The output will look similar to this:

Output
*   Trying ::1:8080...
* Connected to localhost (::1) port 8080 (#0)
> GET /M-RTYvp5xktEK9gG93hPwAB6on9aX7H5XciGsI3XSac/aHR0cHM6Ly9pLmlt/Z3VyLmNvbS9LU0xE/NFZWLmpwZWc HTTP/1.1
> Host: localhost:8080
> User-Agent: curl/7.77.0
> Accept: image/avif,image/webp,image/apng,image/*,*/*;q=0.8
>
* Mark bundle as not supporting multiuse
< HTTP/1.1 200 OK
< Cache-Control: max-age=3600, public
< Content-Disposition: inline; filename="KSLD4VV.webp"
< Content-Length: 601246
< Content-Type: image/webp
< Expires: Tue, 28 Dec 2021 09:08:32 GMT
< Server: imgproxy
< Vary: Accept
< X-Request-Id: I3sp-dXATs2AClfpHcSg-
< Date: Tue, 28 Dec 2021 08:08:32 GMT
<
* Failure writing output to destination
* Closing connection 0

You can see in the Content-Type header that imgproxy has returned a webp image.
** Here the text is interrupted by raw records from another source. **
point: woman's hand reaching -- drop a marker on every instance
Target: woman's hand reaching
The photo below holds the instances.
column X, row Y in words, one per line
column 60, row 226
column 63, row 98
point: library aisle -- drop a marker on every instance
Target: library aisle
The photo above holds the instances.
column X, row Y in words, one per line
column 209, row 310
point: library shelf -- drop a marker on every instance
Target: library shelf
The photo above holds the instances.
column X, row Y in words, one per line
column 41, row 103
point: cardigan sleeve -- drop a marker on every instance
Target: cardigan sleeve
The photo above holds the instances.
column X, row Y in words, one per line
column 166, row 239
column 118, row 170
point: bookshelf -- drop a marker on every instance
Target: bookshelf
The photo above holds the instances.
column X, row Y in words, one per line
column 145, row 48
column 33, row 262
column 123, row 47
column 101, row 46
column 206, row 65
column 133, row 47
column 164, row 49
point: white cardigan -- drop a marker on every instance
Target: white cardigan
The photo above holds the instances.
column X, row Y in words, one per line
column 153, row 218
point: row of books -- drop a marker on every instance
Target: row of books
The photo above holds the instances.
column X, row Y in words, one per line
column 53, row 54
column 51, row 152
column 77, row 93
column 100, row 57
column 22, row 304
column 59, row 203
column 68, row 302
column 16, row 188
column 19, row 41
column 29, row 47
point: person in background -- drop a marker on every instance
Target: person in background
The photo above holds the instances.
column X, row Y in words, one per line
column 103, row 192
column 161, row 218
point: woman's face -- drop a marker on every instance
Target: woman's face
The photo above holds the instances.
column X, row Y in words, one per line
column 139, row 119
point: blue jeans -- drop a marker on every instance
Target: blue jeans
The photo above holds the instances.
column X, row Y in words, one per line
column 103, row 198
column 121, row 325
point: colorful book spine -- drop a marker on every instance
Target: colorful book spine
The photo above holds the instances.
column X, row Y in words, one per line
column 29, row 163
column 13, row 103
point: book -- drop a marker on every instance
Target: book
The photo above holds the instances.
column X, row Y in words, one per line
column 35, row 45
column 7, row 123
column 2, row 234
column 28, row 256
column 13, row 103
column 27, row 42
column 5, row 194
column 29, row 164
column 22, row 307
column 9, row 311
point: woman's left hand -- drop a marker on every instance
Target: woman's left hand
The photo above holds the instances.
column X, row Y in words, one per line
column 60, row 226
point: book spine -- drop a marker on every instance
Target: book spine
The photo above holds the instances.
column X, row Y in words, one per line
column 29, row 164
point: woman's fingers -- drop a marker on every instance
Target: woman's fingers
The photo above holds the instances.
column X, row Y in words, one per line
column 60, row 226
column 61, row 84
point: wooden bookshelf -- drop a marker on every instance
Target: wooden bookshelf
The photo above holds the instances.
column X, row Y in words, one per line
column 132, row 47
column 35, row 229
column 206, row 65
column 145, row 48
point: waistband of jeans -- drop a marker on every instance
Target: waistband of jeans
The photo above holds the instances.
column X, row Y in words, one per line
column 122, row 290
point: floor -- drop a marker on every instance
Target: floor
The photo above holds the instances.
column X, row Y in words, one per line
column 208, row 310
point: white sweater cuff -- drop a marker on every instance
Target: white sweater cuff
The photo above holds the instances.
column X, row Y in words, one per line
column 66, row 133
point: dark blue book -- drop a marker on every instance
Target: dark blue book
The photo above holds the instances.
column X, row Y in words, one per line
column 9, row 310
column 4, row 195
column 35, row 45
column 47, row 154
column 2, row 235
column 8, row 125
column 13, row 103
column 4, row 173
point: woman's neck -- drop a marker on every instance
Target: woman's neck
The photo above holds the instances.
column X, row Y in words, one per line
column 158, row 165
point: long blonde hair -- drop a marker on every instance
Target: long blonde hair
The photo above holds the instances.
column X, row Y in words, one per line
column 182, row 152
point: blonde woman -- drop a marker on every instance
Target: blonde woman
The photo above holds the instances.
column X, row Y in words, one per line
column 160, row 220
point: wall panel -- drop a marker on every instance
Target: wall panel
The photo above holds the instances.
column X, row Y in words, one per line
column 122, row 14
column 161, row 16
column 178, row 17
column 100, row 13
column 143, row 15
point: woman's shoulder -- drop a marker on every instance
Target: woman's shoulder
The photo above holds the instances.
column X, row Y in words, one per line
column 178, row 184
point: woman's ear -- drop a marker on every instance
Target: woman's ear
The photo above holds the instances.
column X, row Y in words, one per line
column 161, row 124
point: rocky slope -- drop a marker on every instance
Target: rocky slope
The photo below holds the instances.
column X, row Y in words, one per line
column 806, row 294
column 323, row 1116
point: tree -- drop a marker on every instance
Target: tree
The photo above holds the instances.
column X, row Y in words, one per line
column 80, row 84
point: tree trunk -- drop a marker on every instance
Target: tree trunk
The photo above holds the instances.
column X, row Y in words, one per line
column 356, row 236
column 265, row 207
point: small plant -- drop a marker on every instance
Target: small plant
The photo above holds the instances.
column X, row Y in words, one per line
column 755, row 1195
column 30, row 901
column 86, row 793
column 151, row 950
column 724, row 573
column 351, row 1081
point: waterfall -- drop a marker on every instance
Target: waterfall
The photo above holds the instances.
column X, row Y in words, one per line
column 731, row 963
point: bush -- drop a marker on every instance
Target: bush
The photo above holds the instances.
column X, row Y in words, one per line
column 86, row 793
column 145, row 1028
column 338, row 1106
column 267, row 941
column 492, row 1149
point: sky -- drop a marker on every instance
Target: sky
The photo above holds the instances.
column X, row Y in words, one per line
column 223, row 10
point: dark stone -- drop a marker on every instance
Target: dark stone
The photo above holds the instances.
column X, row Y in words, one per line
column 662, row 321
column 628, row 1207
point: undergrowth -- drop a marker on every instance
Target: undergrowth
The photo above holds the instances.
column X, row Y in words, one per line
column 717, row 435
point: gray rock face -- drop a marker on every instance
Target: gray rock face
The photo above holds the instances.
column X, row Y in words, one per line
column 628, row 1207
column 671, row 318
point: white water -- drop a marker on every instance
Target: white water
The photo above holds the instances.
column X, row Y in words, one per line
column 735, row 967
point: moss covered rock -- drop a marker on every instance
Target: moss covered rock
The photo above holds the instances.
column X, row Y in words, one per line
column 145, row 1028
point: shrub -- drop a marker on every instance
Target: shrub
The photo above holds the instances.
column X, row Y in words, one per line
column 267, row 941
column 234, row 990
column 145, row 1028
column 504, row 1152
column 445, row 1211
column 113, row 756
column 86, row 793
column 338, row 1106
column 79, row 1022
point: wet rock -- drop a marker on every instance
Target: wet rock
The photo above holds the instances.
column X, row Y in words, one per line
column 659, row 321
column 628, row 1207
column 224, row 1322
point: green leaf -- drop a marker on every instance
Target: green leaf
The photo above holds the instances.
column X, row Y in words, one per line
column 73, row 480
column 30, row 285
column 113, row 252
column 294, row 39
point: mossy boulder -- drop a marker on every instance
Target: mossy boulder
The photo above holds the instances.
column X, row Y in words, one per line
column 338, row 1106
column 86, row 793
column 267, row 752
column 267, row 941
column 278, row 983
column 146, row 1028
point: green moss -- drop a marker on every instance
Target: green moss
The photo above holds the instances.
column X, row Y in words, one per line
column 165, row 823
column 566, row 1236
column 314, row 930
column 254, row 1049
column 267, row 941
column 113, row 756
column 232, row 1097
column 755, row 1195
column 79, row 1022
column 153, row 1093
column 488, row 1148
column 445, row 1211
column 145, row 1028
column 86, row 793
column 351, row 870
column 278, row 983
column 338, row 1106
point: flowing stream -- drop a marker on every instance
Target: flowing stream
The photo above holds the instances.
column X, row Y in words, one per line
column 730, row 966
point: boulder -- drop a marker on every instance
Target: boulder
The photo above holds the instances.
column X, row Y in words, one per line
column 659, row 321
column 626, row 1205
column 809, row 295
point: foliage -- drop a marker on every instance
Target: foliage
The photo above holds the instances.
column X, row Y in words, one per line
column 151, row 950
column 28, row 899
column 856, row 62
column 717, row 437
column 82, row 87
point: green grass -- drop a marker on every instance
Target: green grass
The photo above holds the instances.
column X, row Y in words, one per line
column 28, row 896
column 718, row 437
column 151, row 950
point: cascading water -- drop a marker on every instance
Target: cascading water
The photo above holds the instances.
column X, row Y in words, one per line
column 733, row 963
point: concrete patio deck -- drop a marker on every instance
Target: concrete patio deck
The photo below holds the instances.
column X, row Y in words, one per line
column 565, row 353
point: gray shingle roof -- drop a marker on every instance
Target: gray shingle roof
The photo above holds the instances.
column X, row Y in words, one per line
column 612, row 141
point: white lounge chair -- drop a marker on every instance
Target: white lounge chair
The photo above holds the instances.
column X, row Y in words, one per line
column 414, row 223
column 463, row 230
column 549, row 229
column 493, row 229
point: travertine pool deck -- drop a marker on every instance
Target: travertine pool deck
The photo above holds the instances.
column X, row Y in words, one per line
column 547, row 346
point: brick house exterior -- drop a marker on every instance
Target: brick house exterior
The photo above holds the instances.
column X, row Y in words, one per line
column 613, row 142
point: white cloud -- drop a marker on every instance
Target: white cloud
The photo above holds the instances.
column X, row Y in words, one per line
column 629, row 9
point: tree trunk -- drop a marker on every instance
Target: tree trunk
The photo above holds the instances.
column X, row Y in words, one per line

If you’d like, you can do the same for the IMGPROXY_ENABLE_AVIF_DETECTION environment variable. This works similarly, but for the avif format rather than webp.

In this step, you configured imgproxy to automatically use next-generation image formats if and only if they are supported by the user’s browser.

Conclusion

In this tutorial, you have learned about new image formats and how to run, configure, and secure imgproxy via Docker. You also configured imgproxy to automatically serve webp images to any website visitor with a browser that can handle them. You are now ready to deploy imgproxy to anywhere that will automatically run Docker containers to transform your images on the fly and improve your Web Vitals score.

As a next step, you can explore additional options for processing images using imgproxy. You can see a full list of processing options in the product documentation. You can also explore additional configuration options. Finally, you could deploy your imgproxy container on the Digital Ocean App Platform.